The tinny clatter of Ted's alarm clock awakened him at half-past three the next morning. He reached down to shut it off, reset it for half-past five and stole in to put it near the still sleeping John Wilson. Ted breakfasted, gave Tammie his food and a pat, donned his hunting jacket, put the strips of red cloth into the game pocket and stepped into the black morning.

He bent his head against the north wind and started climbing Burned Mountain. He knew as he climbed that he was pitting himself against a force as old as time.

The woodcraft of Pythias, or any deer, shamed that of the keenest human. Deer could identify every tiny sound, every wind that blew and the many scents those winds carried. They knew everything there was to know about their wilderness and they were all masters of it. No human could hope to equal their senses.

But Pythias, the greatest and most cunning of all, was still a beast. He knew and could interpret the wilderness, but he couldn't possibly apply reason to that which was not of the wilderness. If his confidence could be shaken....

It was still black night when Ted reached the summit of Burned Mountain, but he had crossed and re-crossed it so many times in the past twenty days that he could do so in the darkness. Pythias was there, and possibly he already knew that Ted was back on the mountain. But he'd feel secure in the thicket where he was bedded and he would not go out until he was flushed.

Ted sought the aspen grown aisles between the thickets. He hung a strip of red cloth on a wind whipped branch, walked fifty yards and hung another. The night lifted and daylight came, and an hour later Ted tied his last strip of cloth to a twig. Carrying no rifle—but Pythias couldn't possibly know that—he put his hands in his pockets to warm them. Now he had to flush the big buck.

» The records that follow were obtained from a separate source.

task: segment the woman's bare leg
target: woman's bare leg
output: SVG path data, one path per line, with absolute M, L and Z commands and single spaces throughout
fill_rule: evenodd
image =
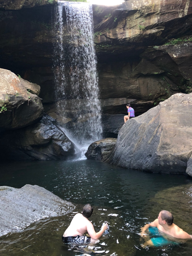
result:
M 127 121 L 127 120 L 129 118 L 129 117 L 128 115 L 125 115 L 124 117 L 124 121 L 125 122 L 125 122 L 126 121 Z

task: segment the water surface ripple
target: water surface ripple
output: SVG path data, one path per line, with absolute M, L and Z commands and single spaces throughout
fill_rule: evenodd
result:
M 187 175 L 144 173 L 87 160 L 6 163 L 1 169 L 0 185 L 19 188 L 27 184 L 38 185 L 77 205 L 73 213 L 0 237 L 2 256 L 191 255 L 191 241 L 177 247 L 145 248 L 138 234 L 140 227 L 156 218 L 163 209 L 171 211 L 174 222 L 192 233 L 189 193 L 192 180 Z M 64 244 L 61 236 L 76 213 L 87 203 L 94 208 L 90 220 L 95 230 L 106 220 L 109 234 L 92 246 Z

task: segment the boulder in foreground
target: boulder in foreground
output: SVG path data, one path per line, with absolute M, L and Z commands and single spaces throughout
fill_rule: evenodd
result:
M 41 219 L 66 214 L 75 206 L 44 188 L 0 187 L 0 236 L 18 232 Z
M 88 159 L 102 160 L 114 148 L 117 141 L 114 138 L 107 138 L 95 141 L 89 146 L 85 156 Z
M 172 95 L 127 121 L 105 161 L 154 172 L 185 173 L 192 154 L 191 120 L 192 93 Z

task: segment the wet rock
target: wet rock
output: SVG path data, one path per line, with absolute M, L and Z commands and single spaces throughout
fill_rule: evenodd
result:
M 107 138 L 92 143 L 85 154 L 88 159 L 102 160 L 106 157 L 115 146 L 117 139 Z
M 19 231 L 45 218 L 66 214 L 75 208 L 36 185 L 20 189 L 0 187 L 0 236 Z
M 0 69 L 0 130 L 34 123 L 41 118 L 43 111 L 40 98 L 28 91 L 13 73 Z
M 102 115 L 102 119 L 104 137 L 117 138 L 119 132 L 124 123 L 125 115 Z
M 192 155 L 187 161 L 186 173 L 192 177 Z
M 67 159 L 73 155 L 73 144 L 48 115 L 22 129 L 5 132 L 0 139 L 3 159 Z
M 23 7 L 29 8 L 50 4 L 48 0 L 2 0 L 0 3 L 0 8 L 6 10 L 21 9 Z M 51 4 L 56 4 L 57 0 L 53 0 Z
M 19 78 L 20 81 L 25 87 L 27 90 L 33 94 L 36 94 L 38 96 L 40 92 L 40 86 L 36 83 L 31 83 L 27 80 Z
M 192 93 L 172 95 L 126 122 L 106 161 L 153 172 L 185 173 L 192 153 Z

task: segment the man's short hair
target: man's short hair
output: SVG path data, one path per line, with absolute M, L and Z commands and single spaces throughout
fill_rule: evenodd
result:
M 82 214 L 86 218 L 89 218 L 91 216 L 93 211 L 93 208 L 90 204 L 84 205 L 83 208 Z
M 170 211 L 163 210 L 160 212 L 162 220 L 165 221 L 168 226 L 171 226 L 173 222 L 173 216 Z

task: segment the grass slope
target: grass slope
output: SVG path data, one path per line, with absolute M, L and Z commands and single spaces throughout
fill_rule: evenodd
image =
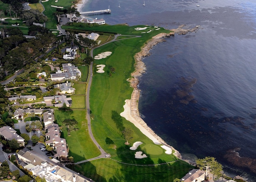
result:
M 62 131 L 61 137 L 65 138 L 69 149 L 69 155 L 74 158 L 75 162 L 96 157 L 100 152 L 89 135 L 86 111 L 84 110 L 55 110 L 56 122 Z M 68 135 L 62 121 L 65 119 L 75 119 L 78 122 L 79 130 L 71 132 Z
M 136 166 L 117 163 L 111 159 L 100 159 L 73 165 L 72 169 L 83 171 L 87 177 L 98 182 L 171 182 L 181 178 L 181 172 L 190 169 L 182 160 L 156 166 Z

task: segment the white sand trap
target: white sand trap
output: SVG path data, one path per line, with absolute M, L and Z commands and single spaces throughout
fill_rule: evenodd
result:
M 158 140 L 132 116 L 130 113 L 130 100 L 126 99 L 125 102 L 126 104 L 123 106 L 124 110 L 123 112 L 120 113 L 120 115 L 126 118 L 127 120 L 133 123 L 135 126 L 138 128 L 142 133 L 153 141 L 153 142 L 154 142 L 155 144 L 156 145 L 161 144 L 161 142 L 160 142 Z
M 94 59 L 96 60 L 101 60 L 101 59 L 106 58 L 109 55 L 111 55 L 112 52 L 107 51 L 104 53 L 101 53 L 97 55 L 94 56 Z
M 172 152 L 172 150 L 170 147 L 167 147 L 167 146 L 165 146 L 165 145 L 162 145 L 161 146 L 161 147 L 163 148 L 165 150 L 165 153 L 167 154 L 171 154 Z
M 96 72 L 99 73 L 103 73 L 105 72 L 105 71 L 103 70 L 103 68 L 105 67 L 106 65 L 98 65 L 96 66 L 97 67 L 97 69 L 98 69 L 98 71 L 96 71 Z
M 143 144 L 143 143 L 141 141 L 136 141 L 133 144 L 133 146 L 130 147 L 130 149 L 132 151 L 135 151 L 140 145 L 141 145 L 142 144 Z
M 51 5 L 51 7 L 56 7 L 56 8 L 60 8 L 60 9 L 63 8 L 64 7 L 63 6 L 54 6 L 53 5 Z
M 145 27 L 137 27 L 134 29 L 135 29 L 135 30 L 144 30 L 150 27 L 151 26 L 145 26 Z
M 145 153 L 142 155 L 141 151 L 136 152 L 136 153 L 135 153 L 135 158 L 143 158 L 146 157 L 148 157 L 148 156 Z

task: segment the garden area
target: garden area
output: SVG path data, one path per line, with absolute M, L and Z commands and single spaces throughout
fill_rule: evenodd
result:
M 96 157 L 100 154 L 98 147 L 94 145 L 88 132 L 86 119 L 86 110 L 56 110 L 54 111 L 56 122 L 62 131 L 61 137 L 65 138 L 68 144 L 69 155 L 77 162 Z M 67 133 L 67 128 L 63 121 L 65 119 L 75 119 L 78 122 L 79 129 Z

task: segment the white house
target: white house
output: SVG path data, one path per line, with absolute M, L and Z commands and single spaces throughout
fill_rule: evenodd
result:
M 193 169 L 180 179 L 182 182 L 201 182 L 205 179 L 205 172 L 199 169 Z
M 74 80 L 76 77 L 81 76 L 81 72 L 77 67 L 71 63 L 63 64 L 63 71 L 58 70 L 56 73 L 51 74 L 52 81 L 62 81 L 67 79 Z

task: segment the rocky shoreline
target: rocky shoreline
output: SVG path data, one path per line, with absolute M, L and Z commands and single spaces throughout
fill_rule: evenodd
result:
M 141 48 L 141 51 L 138 53 L 134 56 L 135 62 L 134 65 L 135 71 L 131 74 L 132 78 L 128 81 L 130 82 L 130 86 L 134 88 L 130 99 L 130 109 L 132 116 L 156 138 L 159 142 L 163 145 L 170 147 L 174 150 L 175 152 L 173 154 L 176 157 L 180 159 L 186 161 L 191 165 L 195 165 L 195 160 L 194 159 L 192 160 L 191 159 L 192 159 L 186 160 L 182 159 L 181 155 L 178 151 L 172 146 L 167 144 L 160 136 L 157 135 L 151 128 L 148 127 L 147 124 L 140 117 L 138 108 L 139 98 L 140 97 L 140 90 L 138 89 L 138 85 L 139 84 L 138 78 L 141 76 L 143 73 L 145 72 L 146 70 L 145 64 L 142 61 L 142 58 L 145 56 L 148 56 L 150 55 L 149 51 L 153 46 L 157 45 L 158 43 L 166 41 L 165 38 L 170 36 L 173 36 L 175 34 L 184 34 L 188 32 L 194 31 L 197 29 L 199 27 L 197 26 L 189 30 L 186 30 L 182 29 L 184 26 L 184 25 L 182 25 L 180 26 L 177 29 L 170 30 L 172 32 L 170 34 L 160 34 L 152 37 L 151 39 L 145 43 L 145 46 Z

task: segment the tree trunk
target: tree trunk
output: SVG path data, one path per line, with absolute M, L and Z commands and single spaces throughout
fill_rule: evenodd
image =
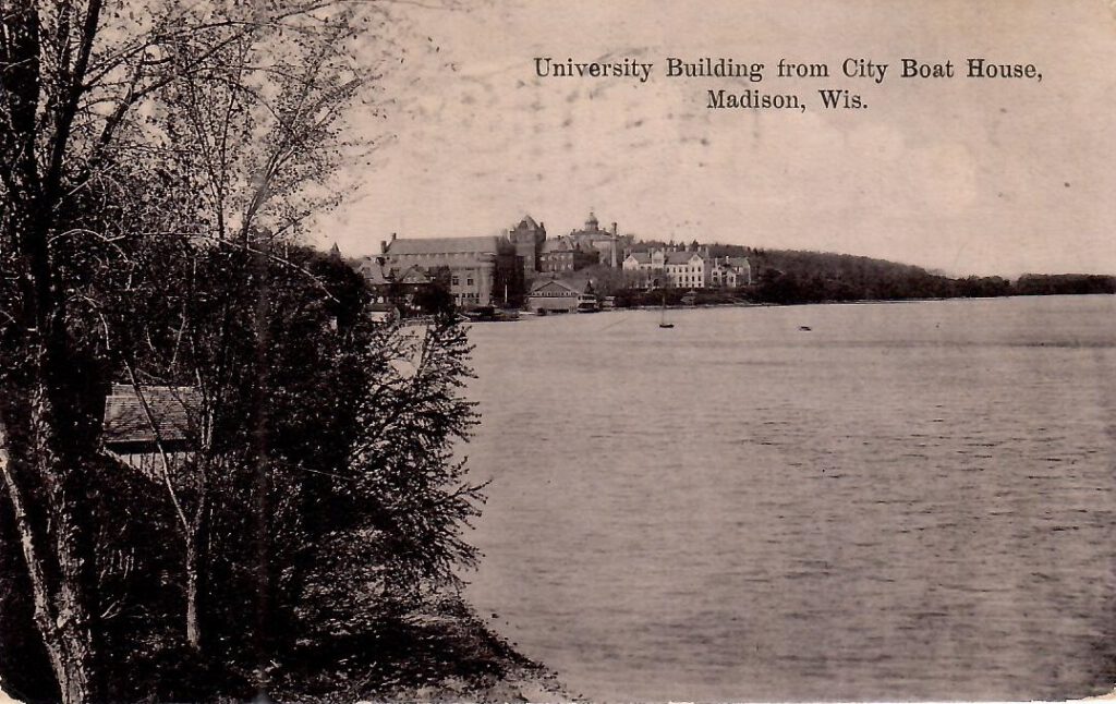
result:
M 77 527 L 68 507 L 57 507 L 51 530 L 36 530 L 28 512 L 26 485 L 19 481 L 17 460 L 11 454 L 7 424 L 0 418 L 0 474 L 12 505 L 23 561 L 27 565 L 35 605 L 35 624 L 46 646 L 50 666 L 65 704 L 84 704 L 94 698 L 94 653 L 90 619 L 81 598 L 83 560 L 77 557 Z M 23 454 L 23 453 L 19 453 Z M 49 456 L 49 455 L 47 455 Z M 32 471 L 41 471 L 31 457 Z M 44 551 L 46 543 L 52 550 Z M 55 558 L 50 565 L 49 558 Z M 52 567 L 52 569 L 50 569 Z M 50 579 L 48 575 L 57 577 Z M 57 582 L 57 584 L 55 584 Z
M 202 649 L 202 629 L 198 623 L 198 549 L 186 541 L 186 643 L 195 652 Z

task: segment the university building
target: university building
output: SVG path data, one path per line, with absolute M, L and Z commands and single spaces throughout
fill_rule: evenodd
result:
M 689 245 L 632 252 L 624 259 L 624 270 L 641 274 L 644 288 L 735 288 L 751 283 L 748 258 L 714 259 L 709 248 Z
M 393 273 L 444 271 L 459 308 L 503 306 L 523 292 L 523 264 L 507 237 L 404 239 L 381 242 L 383 267 Z

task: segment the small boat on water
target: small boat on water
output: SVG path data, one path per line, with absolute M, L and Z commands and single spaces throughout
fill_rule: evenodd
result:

He and his guest had left the great animal in one of the larger thickets last night, but it was almost certain that he hadn't passed the whole night there. Ted circled the thicket, found Pythias' unmistakable tracks and followed to where the big buck had nibbled tender young aspen shoots and pawed the snow to get at the dried grass beneath it. Thereafter Pythias had done considerable wandering. Ted worked out the trail and discovered where his quarry had gone to rest in another thicket.

He tracked him in, and he'd done this so many times that he knew almost exactly what to expect. The big buck would wait until he was sure someone was again on his trail, then he'd get up and sneak away. There would be nothing except tracks in the snow to mark his going. A man could not travel silently through the thickets, but a deer could.

Deep within the thicket, Ted found the bed, a depression melted in the snow, to which Pythias had retired when his wandering was done. The tracks leading away were fresh and sharp, no more than a couple of minutes old, but they were not the widely spaced ones of a running buck. Knowing very well what he was doing, aware of the fact that he could not be seen while there, Pythias always walked in the thickets.

However, when he decided to leave this thicket, he had leaped through the scrub aspen separating it from the next one. It could have taken him no more than a second or so. If a hunter had been watching, he would have had just a fleeting shot and only a lucky marksman would have connected. Ted followed fast. There were no cloth strips in these aspens.